Wyatt stared at the river for a long time and listened to the humming sound the current made through the hollowed-out places under the bank. A cloud had covered the sun, and there was an impenetrable luster on the water’s surface, as though the light that lived in the rocks and the sand on the bottom had died and the world had become a colder and more threatening place. When he looked up, he realized Love Younger had mounted the suspension bridge and was walking toward the opposite side, indifferent to the bridge’s bouncing motion or the rapids below. Wyatt tried to remember what he had said to Love Younger that might have driven him back across the river, but the words were already gone from his memory, along with the images of the people who spoke to him in his dreams and that rarely gave him rest.

FELICITY LOUVIERE HAD asked Clete to meet her that evening at the Café Firenze, a lovely buff-colored restaurant on a side road in the Bitterroot Valley, set among aspens and poplar trees, backdropped by the Sapphire Mountains in the east and the gigantic outline of the Bitterroots in the west. Clete shined his shoes and laid out his clothes on the bed and shaved in the shower stall and stayed under the hot water until his skin glowed. Then he put on his beige slacks and tasseled loafers and a blue shirt with a lavender tie and the sport coat that he wore to the track in New Orleans.
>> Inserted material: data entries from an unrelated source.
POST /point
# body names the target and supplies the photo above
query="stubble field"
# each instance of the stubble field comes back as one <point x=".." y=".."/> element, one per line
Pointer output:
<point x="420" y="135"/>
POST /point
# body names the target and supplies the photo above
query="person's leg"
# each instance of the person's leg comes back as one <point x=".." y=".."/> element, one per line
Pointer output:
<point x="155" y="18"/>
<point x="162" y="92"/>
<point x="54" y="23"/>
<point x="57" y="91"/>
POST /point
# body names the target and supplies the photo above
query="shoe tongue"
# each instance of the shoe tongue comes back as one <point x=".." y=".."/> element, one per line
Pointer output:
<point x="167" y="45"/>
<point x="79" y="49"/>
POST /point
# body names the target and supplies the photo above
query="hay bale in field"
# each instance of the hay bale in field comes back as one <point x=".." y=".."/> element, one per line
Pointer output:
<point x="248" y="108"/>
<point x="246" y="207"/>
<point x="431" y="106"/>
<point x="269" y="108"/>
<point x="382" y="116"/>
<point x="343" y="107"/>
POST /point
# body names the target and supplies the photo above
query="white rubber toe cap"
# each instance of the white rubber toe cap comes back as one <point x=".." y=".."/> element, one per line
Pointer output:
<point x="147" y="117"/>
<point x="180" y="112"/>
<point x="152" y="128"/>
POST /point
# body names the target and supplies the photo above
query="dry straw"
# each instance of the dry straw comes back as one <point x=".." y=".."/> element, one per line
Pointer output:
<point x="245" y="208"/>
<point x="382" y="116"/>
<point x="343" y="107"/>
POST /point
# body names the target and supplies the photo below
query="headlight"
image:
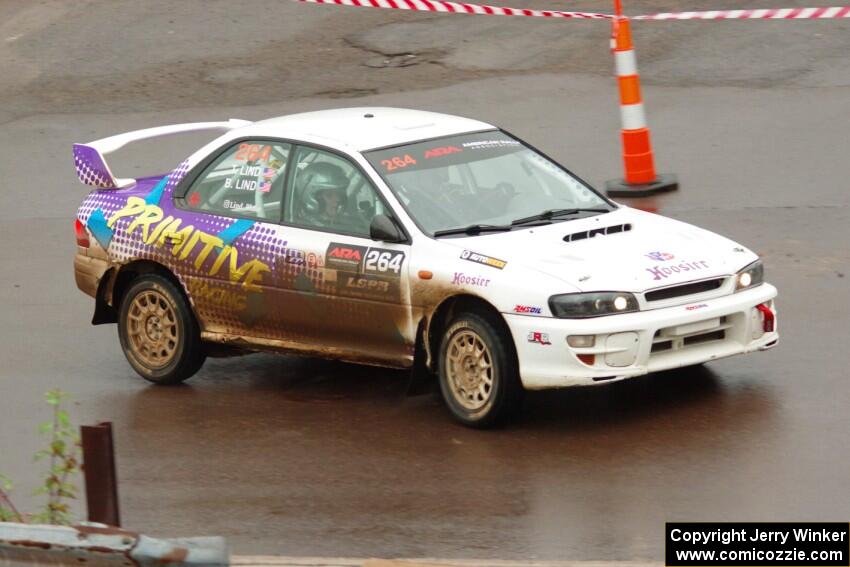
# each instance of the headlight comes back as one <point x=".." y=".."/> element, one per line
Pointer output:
<point x="581" y="305"/>
<point x="750" y="276"/>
The perfection of the evening, the pink sky, the distant smell of rain, a flicker of electricity in a cloud, reminded him of springtime in Louisiana, when he was young and the season seemed eternal and all of his expectations were within inches of his grasp.

He arrived early at the restaurant and ordered a glass of red wine at a table by a window. He saw her turn off the highway in the fading twilight and come down the county road and park her Audi by a row of poplar trees. She put on a pair of dark glasses before she came into the restaurant.

When he stood up to hold out her chair, he saw the red abrasions at the corner of one eye and the bruise on her jaw that she had covered with foundation. “Did your husband do that?” he said.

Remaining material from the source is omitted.